Hey there! Olive the Dog blogger here. The weather outside has been getting increasingly frightful, and my canine contacts from up north tell me it’s going to be a long, cold arctic winter. With this insight, I’m glad that we have great heating throughout our home, and I am inspired to remind everyone on how to keep your furry friends safe during the winter. We may have a hunch to explore, but every dog and cat knows there’s no place like home and comfort with your people. Here are some important tips:
Keep Pets Warm and Indoors
When the temperature drops, that’s your sign to let your animal friends inside. Don’t leave dogs or cats outdoors. Even if the temperature is not that low, windchill can still threaten a pet’s life. Pets are highly sensitive to severe cold and are at risk for frostbite and hypothermia when outdoors even faster than their humans because of their smaller size. Skin that is exposed on ears, noses, and paw pads can freeze quickly and cause permanent damage. On that note, regardless of the season, animals that are outdoors often should always be supervised.
Take Necessary Precautions if your Pet is Often Outdoors
Dogs and cats are healthiest and happiest when at home indoors with their owners. If they are in fact outdoors for a large part of their day, provide a dry, draft-free shelter large enough to allow for comfortable sitting and laying, but also snug enough to hold in your furry friend’s body heat. Be sure that the floor is covered with cedar shavings or straw, and is raised some inches off the ground. Also check that the house is turned away from the wind, and that the doorway is covered with either heavy plastic or waterproof burlap. Trust me, these are the specifics I tell my people and my outside winter shelter is always the best on the block.
Give Your Pets Plenty of Water
Winter is all about keeping warm, and because keeping warm depletes energy, pets need more food and water in the winter. Routinely check your pet’s water dish to make sure the water is fresh and unfrozen (if outdoors). Also, let’s keep the Christmas Story frozen tongue scene outside of pet world. Use plastic food and water bowls rather than metal, because when the temperature is low, your pet’s tongue can stick and unfortunately freeze to metal (if this happens warm water will do the trick).

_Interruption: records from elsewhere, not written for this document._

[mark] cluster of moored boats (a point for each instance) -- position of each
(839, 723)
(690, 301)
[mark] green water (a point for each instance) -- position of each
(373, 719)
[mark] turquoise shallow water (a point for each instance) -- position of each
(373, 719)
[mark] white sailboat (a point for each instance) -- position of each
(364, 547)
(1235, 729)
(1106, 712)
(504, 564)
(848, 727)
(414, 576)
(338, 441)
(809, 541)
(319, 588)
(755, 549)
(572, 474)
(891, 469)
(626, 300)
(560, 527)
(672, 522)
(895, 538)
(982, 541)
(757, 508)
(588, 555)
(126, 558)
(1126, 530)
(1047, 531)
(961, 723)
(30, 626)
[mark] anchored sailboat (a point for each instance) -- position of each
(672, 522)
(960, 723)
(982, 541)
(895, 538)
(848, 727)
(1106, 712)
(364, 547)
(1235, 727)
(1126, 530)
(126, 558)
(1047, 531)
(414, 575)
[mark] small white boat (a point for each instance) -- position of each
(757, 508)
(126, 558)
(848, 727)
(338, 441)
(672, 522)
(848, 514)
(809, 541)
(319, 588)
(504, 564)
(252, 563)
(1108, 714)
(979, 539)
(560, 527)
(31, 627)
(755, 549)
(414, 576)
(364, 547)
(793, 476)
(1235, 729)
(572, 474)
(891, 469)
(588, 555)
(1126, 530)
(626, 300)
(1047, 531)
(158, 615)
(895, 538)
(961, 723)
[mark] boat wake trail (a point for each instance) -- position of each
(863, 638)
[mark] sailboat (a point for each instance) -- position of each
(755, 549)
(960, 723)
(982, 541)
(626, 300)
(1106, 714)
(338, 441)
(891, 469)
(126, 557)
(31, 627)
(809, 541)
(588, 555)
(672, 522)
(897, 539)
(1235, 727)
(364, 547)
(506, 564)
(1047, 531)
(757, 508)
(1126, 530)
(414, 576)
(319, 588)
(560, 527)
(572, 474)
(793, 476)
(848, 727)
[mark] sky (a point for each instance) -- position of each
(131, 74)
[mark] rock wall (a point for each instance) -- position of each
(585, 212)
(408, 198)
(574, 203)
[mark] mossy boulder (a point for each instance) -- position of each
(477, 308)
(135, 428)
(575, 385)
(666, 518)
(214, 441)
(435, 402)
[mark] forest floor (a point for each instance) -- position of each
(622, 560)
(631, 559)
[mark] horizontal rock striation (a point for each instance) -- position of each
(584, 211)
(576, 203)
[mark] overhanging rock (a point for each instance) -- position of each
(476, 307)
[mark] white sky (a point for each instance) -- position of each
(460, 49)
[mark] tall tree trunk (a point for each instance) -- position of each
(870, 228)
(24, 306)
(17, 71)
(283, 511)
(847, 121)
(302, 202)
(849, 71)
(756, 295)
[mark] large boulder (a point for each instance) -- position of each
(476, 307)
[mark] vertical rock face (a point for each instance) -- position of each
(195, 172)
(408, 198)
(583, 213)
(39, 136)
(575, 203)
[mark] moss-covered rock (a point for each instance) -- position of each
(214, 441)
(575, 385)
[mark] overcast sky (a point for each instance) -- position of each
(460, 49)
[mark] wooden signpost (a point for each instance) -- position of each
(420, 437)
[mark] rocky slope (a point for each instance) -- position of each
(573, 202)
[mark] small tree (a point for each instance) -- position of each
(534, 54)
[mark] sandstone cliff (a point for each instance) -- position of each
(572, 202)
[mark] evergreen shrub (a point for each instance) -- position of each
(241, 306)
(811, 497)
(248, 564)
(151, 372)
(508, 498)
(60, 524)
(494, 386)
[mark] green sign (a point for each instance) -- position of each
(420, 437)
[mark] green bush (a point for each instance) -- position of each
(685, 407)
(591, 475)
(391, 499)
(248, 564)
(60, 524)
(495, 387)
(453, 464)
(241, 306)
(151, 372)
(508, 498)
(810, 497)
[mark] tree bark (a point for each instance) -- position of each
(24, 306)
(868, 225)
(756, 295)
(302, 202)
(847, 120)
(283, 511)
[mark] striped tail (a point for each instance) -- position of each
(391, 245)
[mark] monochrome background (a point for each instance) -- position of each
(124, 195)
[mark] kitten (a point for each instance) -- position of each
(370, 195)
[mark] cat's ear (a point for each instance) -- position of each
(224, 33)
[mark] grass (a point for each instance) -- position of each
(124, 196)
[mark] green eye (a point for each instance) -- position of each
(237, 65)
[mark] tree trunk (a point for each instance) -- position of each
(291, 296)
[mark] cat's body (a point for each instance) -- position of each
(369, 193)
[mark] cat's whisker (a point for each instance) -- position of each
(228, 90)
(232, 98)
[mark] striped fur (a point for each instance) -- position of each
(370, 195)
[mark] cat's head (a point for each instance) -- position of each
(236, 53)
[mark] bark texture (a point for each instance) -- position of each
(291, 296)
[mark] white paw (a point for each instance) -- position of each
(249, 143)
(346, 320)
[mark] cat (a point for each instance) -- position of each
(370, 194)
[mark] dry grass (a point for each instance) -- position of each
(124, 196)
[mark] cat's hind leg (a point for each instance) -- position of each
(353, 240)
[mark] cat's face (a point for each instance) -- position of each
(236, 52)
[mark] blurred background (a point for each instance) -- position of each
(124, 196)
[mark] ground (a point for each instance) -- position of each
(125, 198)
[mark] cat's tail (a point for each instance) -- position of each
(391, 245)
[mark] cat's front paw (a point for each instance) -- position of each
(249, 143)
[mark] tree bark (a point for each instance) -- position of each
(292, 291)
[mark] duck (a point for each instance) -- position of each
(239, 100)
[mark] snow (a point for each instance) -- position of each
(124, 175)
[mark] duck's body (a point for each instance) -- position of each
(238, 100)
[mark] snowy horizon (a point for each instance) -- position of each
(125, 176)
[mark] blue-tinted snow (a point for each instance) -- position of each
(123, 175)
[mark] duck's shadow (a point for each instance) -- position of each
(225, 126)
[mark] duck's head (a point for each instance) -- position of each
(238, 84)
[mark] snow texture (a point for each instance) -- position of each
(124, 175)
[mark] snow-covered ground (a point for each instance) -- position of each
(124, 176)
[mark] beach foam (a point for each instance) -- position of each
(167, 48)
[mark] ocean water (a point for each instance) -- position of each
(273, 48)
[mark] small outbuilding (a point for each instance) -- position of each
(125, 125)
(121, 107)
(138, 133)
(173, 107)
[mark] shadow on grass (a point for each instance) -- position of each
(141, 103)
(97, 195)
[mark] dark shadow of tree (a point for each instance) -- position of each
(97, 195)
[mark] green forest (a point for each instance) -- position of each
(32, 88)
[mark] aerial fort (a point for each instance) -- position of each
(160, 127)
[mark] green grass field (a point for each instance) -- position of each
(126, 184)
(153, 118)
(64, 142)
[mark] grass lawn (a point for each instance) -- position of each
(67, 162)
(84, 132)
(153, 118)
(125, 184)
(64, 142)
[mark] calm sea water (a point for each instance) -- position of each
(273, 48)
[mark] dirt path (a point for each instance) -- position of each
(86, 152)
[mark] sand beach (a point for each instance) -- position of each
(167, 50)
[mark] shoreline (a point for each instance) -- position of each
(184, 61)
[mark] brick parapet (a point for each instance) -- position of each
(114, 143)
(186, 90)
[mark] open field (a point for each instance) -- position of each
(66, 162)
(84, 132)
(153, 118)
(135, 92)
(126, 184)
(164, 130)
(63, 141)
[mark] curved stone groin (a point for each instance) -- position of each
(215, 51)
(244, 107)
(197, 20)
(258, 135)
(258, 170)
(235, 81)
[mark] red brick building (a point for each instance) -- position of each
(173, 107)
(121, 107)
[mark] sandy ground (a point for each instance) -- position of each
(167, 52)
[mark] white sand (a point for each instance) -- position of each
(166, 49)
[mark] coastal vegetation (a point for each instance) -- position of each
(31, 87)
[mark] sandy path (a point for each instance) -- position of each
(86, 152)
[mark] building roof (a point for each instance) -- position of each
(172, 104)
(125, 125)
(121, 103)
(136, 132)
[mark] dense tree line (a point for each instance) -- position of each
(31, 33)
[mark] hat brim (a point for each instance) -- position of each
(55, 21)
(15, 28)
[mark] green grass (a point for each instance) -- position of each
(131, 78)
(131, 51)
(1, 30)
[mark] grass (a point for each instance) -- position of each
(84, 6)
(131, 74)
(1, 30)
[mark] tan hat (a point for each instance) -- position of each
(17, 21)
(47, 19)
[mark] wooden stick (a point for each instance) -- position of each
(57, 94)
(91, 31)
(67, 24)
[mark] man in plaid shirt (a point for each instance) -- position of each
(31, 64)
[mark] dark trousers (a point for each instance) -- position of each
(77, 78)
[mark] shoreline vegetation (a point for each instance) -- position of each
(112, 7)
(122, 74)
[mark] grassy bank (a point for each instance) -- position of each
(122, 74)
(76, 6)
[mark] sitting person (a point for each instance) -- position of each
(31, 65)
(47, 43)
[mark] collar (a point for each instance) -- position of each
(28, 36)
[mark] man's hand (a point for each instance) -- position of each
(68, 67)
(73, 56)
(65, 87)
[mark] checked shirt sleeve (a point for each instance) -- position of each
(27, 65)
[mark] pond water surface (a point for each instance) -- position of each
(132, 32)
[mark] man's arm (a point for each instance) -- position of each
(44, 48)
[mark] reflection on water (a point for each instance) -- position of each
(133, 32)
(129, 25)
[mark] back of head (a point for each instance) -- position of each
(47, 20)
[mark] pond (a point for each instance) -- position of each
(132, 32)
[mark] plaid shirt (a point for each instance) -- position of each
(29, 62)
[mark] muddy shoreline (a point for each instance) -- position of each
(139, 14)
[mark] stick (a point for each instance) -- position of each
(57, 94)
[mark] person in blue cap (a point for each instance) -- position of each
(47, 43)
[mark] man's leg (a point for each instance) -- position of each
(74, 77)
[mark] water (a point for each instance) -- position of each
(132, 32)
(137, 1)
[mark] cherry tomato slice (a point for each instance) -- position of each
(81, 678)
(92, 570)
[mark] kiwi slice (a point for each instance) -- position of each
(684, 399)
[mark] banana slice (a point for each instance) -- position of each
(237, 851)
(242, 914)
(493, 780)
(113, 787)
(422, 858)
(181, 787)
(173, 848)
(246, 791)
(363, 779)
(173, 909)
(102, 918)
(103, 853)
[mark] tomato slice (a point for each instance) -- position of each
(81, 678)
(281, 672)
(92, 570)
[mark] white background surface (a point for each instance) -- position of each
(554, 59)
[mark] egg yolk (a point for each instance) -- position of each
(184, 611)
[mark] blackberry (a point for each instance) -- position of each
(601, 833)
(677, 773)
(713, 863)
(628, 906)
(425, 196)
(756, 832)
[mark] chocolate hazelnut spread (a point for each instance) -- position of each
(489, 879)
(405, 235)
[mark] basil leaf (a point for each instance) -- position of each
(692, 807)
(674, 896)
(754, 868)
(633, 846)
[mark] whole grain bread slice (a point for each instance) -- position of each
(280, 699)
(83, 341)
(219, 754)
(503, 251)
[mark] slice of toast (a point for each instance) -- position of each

Watch what your Pets are Eating
Watch out for your curious friends, they love to chew on anything. Keep them away from chocolate, plants, holly berries and leaves, and tinsel. Also watch out for antifreeze. Because of its sweet taste, it can be irresistible to the curious of us pets. Antifreeze can be deadly to a pet if it isn’t treated very quickly after ingesting it. If you think your pet has ingested some, don’t wait to see if it gets sick, immediately take it to the veterinarian. To be safe, place all of your antifreeze containers on a high shelf and make sure your car is not leaking it. If you think your pet has eaten something dangerous, call the Animal Poison Control Center at (888) 426-4435.
Salt and other chemicals used to melt snow and ice can really irritate the delicate pads of our feet. The trick to avoid any irritation is to wipe our paws with a damp towel before we lick them and also irritate our mouth.
The best prescription for furry friend winter care is to keep your dog or cat inside with you and your family. The happiest pets are those who are taken out often for fresh air, walks, and exercise but kept inside the rest of the time. They are social animals who crave human companionship. Your animal friends deserve to live indoors with you and your family.